When I was still a classroom teacher, many teenage boys in my advisory were reluctant readers. Advisory was free time for pleasure reading, a gift that our principal gave the students. His goal was that if we provided children with guidance in how to enjoy books and the time within the school day for quiet uninterrupted time for their enjoyment they would develop the life-long love of reading.

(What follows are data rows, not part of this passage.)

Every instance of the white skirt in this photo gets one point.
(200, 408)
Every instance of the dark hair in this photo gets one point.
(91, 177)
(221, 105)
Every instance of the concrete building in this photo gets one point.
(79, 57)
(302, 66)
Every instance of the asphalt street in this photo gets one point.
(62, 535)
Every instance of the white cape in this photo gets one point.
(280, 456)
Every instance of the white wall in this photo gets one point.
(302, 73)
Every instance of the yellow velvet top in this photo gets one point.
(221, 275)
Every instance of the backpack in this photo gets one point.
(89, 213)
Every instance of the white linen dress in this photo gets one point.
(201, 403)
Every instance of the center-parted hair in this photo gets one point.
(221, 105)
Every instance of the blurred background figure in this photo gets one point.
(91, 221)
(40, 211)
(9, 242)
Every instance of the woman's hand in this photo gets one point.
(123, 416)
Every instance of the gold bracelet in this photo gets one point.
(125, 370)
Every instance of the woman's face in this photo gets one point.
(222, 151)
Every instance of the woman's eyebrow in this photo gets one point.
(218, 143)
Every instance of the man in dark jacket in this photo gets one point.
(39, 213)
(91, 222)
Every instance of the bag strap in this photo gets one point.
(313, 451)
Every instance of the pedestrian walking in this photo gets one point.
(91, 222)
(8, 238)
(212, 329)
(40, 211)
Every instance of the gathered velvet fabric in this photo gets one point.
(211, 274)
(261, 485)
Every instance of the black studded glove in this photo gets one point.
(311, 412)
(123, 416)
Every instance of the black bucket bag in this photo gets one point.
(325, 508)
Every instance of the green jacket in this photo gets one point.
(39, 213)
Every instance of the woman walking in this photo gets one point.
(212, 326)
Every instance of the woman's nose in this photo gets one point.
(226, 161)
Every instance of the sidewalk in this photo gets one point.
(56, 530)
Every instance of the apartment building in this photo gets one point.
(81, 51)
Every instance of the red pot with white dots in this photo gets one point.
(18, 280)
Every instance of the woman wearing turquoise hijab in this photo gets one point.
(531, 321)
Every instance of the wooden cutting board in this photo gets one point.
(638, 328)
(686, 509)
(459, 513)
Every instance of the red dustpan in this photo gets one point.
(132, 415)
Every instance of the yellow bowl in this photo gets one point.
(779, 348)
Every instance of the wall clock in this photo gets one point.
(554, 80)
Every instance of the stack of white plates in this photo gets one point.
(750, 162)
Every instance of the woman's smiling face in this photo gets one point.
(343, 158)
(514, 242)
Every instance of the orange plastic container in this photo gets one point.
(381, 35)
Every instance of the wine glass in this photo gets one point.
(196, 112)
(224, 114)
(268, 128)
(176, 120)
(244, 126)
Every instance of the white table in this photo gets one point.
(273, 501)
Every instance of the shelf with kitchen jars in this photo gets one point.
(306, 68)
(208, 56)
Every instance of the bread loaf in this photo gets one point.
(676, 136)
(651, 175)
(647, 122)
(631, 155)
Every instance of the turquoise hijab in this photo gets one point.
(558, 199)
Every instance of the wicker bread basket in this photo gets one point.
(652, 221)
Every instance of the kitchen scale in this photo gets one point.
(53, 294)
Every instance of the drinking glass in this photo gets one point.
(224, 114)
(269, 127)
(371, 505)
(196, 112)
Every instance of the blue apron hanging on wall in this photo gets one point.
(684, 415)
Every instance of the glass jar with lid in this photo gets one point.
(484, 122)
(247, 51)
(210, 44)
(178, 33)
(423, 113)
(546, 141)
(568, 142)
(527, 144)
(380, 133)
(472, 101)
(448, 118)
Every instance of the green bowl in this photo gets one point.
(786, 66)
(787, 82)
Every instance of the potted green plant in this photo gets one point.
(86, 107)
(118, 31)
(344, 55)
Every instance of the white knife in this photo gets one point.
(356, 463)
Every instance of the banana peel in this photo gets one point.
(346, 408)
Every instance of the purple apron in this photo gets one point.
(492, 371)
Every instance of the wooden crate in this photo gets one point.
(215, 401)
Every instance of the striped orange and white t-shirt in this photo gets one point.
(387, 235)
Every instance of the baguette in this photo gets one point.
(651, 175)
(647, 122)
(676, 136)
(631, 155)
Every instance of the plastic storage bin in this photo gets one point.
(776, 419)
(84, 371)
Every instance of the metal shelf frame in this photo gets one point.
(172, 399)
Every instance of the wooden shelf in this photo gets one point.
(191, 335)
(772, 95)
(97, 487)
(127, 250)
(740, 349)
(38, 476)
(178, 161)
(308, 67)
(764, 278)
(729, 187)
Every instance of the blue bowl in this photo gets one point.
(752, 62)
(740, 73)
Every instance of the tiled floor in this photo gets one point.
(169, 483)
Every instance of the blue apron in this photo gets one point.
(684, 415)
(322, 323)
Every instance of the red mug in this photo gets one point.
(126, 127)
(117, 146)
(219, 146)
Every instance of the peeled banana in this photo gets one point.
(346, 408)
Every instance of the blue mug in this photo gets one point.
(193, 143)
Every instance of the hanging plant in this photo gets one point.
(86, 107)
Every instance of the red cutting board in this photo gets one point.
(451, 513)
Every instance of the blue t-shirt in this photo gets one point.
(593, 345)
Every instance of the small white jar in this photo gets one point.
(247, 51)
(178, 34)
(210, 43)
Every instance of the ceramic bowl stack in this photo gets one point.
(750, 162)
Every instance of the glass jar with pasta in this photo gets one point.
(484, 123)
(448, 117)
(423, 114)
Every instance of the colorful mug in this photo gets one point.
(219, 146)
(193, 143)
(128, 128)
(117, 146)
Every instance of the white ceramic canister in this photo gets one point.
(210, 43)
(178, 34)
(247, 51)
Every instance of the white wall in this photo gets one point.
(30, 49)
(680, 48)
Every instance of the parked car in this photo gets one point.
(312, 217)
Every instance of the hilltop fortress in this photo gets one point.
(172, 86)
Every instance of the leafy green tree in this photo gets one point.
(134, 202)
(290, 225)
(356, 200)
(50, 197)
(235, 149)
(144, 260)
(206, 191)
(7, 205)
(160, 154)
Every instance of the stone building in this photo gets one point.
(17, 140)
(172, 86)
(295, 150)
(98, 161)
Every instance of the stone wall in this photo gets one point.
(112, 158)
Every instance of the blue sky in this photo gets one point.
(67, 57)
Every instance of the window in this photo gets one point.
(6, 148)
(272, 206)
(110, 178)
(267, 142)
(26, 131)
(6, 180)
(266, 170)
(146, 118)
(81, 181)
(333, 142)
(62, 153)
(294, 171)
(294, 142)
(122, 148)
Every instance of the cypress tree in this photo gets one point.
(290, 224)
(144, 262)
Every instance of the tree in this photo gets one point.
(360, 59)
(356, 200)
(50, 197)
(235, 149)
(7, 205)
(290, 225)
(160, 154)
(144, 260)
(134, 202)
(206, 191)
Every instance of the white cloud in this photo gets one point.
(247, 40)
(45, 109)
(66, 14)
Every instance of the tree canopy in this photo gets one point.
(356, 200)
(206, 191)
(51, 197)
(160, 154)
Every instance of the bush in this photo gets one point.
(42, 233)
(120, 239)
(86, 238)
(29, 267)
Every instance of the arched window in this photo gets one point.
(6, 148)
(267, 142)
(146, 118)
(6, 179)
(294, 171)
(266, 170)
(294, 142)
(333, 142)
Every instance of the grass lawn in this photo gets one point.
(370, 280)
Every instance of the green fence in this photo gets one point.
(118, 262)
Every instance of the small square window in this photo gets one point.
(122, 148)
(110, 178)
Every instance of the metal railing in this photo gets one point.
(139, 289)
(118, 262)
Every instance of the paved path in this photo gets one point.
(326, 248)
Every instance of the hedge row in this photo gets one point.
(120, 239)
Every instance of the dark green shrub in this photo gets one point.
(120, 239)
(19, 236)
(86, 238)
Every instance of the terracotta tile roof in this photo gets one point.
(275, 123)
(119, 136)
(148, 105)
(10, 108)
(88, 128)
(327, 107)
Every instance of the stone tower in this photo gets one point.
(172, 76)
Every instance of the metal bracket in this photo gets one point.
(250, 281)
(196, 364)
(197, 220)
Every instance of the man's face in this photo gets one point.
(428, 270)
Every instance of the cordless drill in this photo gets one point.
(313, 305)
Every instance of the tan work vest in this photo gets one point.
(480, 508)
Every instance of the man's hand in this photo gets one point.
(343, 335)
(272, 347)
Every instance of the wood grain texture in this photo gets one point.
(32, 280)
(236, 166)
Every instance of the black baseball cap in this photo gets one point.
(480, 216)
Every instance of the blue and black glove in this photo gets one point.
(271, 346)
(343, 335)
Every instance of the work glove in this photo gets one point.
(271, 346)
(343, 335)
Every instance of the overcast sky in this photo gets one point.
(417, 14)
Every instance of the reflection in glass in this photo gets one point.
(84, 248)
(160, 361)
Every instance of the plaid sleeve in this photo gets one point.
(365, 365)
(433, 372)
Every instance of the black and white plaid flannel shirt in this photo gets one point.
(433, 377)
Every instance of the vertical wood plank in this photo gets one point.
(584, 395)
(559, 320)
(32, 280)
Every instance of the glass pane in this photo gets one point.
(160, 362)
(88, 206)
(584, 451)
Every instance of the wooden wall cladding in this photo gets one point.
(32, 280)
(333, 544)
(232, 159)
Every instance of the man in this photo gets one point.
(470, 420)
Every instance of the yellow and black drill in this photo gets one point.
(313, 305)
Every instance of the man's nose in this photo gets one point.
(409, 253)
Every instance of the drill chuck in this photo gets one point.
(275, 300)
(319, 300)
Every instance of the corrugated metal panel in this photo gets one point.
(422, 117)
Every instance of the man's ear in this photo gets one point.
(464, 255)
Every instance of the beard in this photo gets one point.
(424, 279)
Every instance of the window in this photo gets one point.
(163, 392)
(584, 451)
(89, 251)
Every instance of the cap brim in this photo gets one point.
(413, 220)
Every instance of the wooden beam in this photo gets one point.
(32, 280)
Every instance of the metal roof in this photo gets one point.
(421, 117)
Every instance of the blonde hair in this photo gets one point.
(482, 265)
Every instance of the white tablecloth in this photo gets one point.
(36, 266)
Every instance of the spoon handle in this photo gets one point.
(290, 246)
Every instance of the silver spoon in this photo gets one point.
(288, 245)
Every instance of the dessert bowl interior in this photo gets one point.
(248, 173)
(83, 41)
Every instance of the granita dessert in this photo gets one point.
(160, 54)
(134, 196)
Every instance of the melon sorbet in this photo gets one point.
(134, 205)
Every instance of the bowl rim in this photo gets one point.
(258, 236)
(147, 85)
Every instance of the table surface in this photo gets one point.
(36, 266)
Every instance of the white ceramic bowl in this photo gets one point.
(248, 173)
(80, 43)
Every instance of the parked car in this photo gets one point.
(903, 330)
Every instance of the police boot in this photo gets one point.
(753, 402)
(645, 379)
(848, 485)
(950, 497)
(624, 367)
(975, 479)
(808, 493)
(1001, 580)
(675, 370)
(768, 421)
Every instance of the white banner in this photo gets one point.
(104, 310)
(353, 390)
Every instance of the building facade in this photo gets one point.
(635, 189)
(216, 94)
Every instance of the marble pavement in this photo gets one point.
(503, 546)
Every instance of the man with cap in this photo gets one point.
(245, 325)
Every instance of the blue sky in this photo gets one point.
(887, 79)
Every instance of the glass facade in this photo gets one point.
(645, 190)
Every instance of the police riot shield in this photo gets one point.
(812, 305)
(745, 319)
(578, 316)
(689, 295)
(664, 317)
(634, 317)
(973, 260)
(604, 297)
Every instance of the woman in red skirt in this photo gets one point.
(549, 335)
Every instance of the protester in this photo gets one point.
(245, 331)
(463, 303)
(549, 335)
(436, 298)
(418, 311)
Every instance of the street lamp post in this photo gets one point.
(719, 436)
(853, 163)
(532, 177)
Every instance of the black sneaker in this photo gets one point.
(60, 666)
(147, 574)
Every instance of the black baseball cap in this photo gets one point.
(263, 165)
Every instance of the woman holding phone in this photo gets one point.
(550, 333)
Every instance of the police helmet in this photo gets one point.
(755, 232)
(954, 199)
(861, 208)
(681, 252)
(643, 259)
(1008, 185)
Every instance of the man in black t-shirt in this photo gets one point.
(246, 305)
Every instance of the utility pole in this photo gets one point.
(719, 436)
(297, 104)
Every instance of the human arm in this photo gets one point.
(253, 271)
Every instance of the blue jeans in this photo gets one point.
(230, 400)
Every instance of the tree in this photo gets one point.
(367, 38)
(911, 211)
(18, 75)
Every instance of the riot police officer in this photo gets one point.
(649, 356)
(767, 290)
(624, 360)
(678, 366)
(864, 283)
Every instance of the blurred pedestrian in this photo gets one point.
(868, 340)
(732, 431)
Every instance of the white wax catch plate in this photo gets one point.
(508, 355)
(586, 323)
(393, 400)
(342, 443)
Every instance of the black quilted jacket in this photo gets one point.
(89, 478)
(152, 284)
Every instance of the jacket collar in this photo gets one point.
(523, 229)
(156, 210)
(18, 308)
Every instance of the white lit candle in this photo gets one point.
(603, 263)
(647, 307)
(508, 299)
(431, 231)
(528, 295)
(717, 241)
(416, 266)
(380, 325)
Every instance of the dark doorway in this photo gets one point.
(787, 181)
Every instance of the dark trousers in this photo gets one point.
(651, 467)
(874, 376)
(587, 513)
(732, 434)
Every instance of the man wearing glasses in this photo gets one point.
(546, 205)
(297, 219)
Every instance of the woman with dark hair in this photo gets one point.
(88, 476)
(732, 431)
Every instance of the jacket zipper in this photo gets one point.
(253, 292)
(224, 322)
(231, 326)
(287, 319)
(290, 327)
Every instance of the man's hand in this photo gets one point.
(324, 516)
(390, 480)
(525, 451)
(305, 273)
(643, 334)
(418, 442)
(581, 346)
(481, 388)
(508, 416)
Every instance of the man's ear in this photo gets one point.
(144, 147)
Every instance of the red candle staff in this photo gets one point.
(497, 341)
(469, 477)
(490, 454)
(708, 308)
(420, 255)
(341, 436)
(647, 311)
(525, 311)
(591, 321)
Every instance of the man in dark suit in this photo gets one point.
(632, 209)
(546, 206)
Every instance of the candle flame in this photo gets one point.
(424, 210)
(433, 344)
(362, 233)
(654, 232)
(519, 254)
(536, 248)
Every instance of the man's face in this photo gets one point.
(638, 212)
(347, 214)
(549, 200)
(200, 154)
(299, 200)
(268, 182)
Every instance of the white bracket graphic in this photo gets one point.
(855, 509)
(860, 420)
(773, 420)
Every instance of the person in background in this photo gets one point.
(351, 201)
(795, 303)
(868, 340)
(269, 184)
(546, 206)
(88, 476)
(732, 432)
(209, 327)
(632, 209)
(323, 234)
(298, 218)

Girls usually couldn’t wait to dig their favorite books out of their bookbags. Boys often asked for a library pass, and after wandering aimlessly, gravitated to books about sports heroes, superheroes, war, SF and fantasy–those were the go-to selections for many. A recent Sunday NY Times Book Review section featured Mj Franklin’s composite review of three new books with realistic young male protagonists. He aptly titled the review Y.A. Novels That Let Teenage Boys Be Vulnerable. He gives the books a lukewarm review so I thought I’d share a couple of my recommendations for realistic fiction with young male protagonists who take center stage and come alive on the page yet are allowed to be vulnerable.
The Inexplicable Logic of My Life by Benjamin Alire Sáenz — This book’s 17-year-old protagonist Salvador is nurtured by his adoptive Mexican-American family while he becomes embroiled in the lives of his school mates whose worlds are crumbling around them. His artistic gay father and wise Mexican grandmother are able to give Sal stability but also the room he needs to grow as he explores his own questions about why his mother gave him up for adoption and society’s cruel face of homophobia. Sáenz brings forth the complexities of character painting Salvador as a vulnerable yet strong loving friend and adoptive son.
Where Things Come Back by John Corey Whaley — Readers of this title will want to re-read it as soon as they finish, because the book weaves together two simultaneous plots that subtly begin to interlock to make a compelling thriller. Cullen Witter, a sharp, vulnerable and sarcastic 17-year-old aspiring writer narrates the first story set in the small town of Lily, Arkansas where it seems nothing much happens. Things start to pick up for Cullen when the Lazarus Woodpecker, which had long been considered extinct, is sighted and his younger brother Gabriel disappears. The other storyline is told in third-person focusing on Benton Sage, a fanatic teenage missionary, who leaves Ethiopia to attend college back in the States. Whaley’s haunting tone portends trouble as the story’s multiple threads start to come together in a tragic ending that leaves the reader with hope.